Connery returned one more time before Moore became the campy '70s-era Bond, one who fought evildoers in a dapper tuxedo, backed by Paul McCartney and Carly Simon hits. The highly successful "Live and Let Die," the poorly received "Moonraker," the unfortunately titled "Octopussy" and "The Spy Who Loved Me" all are marked by flashier gadgets, more elaborate chase scenes, and Moore raising his eyebrow, often in self-parody.

With Moore still in the Bond business, Connery decided to take one more spin in the Aston Martin, appearing in 1983's "Never Say Never Again," a remake of "Thunderball." The film's strange title is supposedly based on a conversation between Connery and his wife, after he swore never to play Bond again.

Moral: Never Say "Never"

The movie emerged from a lawsuit, and was not part of the longtime franchise produced by MGM. As a result, it was Bond vs. Bond at the summer box office that year, with Moore's "Octopussy" out-grossing his rival.

When Connery returned to the role, he may have been decidedly more wrinkled, thicker at the waist and thinner on top. But few would argue that he aged gracefully, and became even more of a sex symbol as he grew older, proving that audiences would accept an older super agent, provided that the Bond girls he chased were still hotties.

But if age were a factor, it should be noted that Moore, now 78, is the older of the two, and he continued to play Bond until he was 57, bowing out with the help of Duran Duran's "A View to a Kill."

Brosnan was originally pegged to succeed Moore, but when he was unable to extricate himself from TV's "Remington Steele," Dalton stepped in for 1987's "The Living Daylights" -- the last Bond film bearing one of Fleming's original story titles -- and "License to Kill."

Especially in his second film, Dalton went for a grittier spy, more in keeping with Fleming's vision. But "License to Kill," grossing $34 million domestically, was one of the bigger box office disappointments.

The Metrosexual Bond

Brosnan assumed the role for 1995's "GoldenEye" and like a metrosexual man of his time, this new Bond's weight has been a minor issue. He was listed at 164 for his first outing, making him the slimmest Bond yet, but by 2002's "Die Another Day," he was listed at 211, making him decidedly less of an undercover operative, and the biggest Bond on record.

But with Brosnan's four Bond films grossing so well, nobody was complaining.
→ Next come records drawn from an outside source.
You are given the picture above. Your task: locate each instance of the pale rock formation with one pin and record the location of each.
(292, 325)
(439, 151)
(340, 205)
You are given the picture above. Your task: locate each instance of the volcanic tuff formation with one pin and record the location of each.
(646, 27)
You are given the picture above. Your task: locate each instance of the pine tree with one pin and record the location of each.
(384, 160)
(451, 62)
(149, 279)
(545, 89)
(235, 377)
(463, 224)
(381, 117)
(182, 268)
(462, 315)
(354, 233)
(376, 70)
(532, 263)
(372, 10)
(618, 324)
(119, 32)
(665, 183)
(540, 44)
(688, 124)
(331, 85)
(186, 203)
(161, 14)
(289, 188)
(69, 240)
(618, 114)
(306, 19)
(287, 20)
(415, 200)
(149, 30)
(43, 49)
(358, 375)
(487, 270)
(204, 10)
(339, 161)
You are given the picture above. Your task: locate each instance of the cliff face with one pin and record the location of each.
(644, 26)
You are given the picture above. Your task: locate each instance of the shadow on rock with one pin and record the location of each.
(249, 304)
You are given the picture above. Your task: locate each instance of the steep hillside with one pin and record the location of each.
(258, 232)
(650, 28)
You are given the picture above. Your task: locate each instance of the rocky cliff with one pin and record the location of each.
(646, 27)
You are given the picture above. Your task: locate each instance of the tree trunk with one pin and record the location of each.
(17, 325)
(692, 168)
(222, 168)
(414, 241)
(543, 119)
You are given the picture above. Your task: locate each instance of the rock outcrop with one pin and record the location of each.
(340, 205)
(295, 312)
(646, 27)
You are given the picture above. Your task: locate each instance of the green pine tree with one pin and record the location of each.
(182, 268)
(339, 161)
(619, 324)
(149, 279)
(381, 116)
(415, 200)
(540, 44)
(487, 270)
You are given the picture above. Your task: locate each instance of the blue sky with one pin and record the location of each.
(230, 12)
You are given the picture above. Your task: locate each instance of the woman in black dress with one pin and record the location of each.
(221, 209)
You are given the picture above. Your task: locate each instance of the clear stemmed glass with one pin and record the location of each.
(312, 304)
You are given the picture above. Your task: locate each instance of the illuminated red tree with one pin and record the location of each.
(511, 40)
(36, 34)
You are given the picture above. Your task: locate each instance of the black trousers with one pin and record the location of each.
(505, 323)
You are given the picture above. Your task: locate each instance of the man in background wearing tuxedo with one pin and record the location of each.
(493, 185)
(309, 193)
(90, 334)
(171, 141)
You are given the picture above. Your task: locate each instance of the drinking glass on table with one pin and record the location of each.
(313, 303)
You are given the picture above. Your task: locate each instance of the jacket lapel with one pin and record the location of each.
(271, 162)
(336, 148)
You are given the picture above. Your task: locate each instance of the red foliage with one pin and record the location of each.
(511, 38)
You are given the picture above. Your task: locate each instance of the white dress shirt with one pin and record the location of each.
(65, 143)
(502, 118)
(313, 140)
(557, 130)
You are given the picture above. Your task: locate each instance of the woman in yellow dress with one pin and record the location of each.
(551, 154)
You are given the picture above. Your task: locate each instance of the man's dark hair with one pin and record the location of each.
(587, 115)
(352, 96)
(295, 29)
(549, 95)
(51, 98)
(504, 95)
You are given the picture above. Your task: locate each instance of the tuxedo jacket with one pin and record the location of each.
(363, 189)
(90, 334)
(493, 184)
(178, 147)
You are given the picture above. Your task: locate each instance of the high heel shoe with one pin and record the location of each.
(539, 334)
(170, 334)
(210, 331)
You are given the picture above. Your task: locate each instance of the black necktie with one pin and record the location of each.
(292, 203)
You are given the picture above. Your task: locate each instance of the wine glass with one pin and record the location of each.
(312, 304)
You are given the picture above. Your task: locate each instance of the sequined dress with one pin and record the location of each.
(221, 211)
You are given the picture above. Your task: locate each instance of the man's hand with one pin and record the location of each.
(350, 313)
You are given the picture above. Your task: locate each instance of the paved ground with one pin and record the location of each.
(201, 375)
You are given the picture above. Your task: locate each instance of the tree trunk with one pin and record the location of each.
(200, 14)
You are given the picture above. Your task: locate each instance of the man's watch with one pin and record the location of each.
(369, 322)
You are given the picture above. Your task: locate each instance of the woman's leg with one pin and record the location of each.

The move to Craig is, in part, because "Casino Royale" will track the spy's early days.

So who's to say what macho image is right? Even icons change with the times. Santa Claus didn't always wear a red suit. Rudolph didn't join the sled team until 1939, when Chicago's Montgomery Ward department store commissioned the red-nosed reindeer story, which was later turned into a hit song for Gene Autry.

Likewise, Agent 007 is bound to go through some makeovers. When Fleming began writing the spy saga back in the 1950s, he admitted to pulling his character's name out of a news article about bird watching that quoted a certain Philadelphia ornithologist.

"It struck me that this name, brief, unromantic and yet very masculine, was just what I needed," Fleming later wrote.

Thus, 007 was granted his license to kill, even though the real James Bond was a naturalist who never shot anything more deadly than a camera.

Years later, Bond's wife, Mary, wrote Fleming with a tongue-in-cheek threat to sue him for defamation.

"I must confess that your husband has every reason to sue me," the author replied. "In return, I can only offer your James Bond unlimited use of the name Ian Fleming for any purpose he may think fit."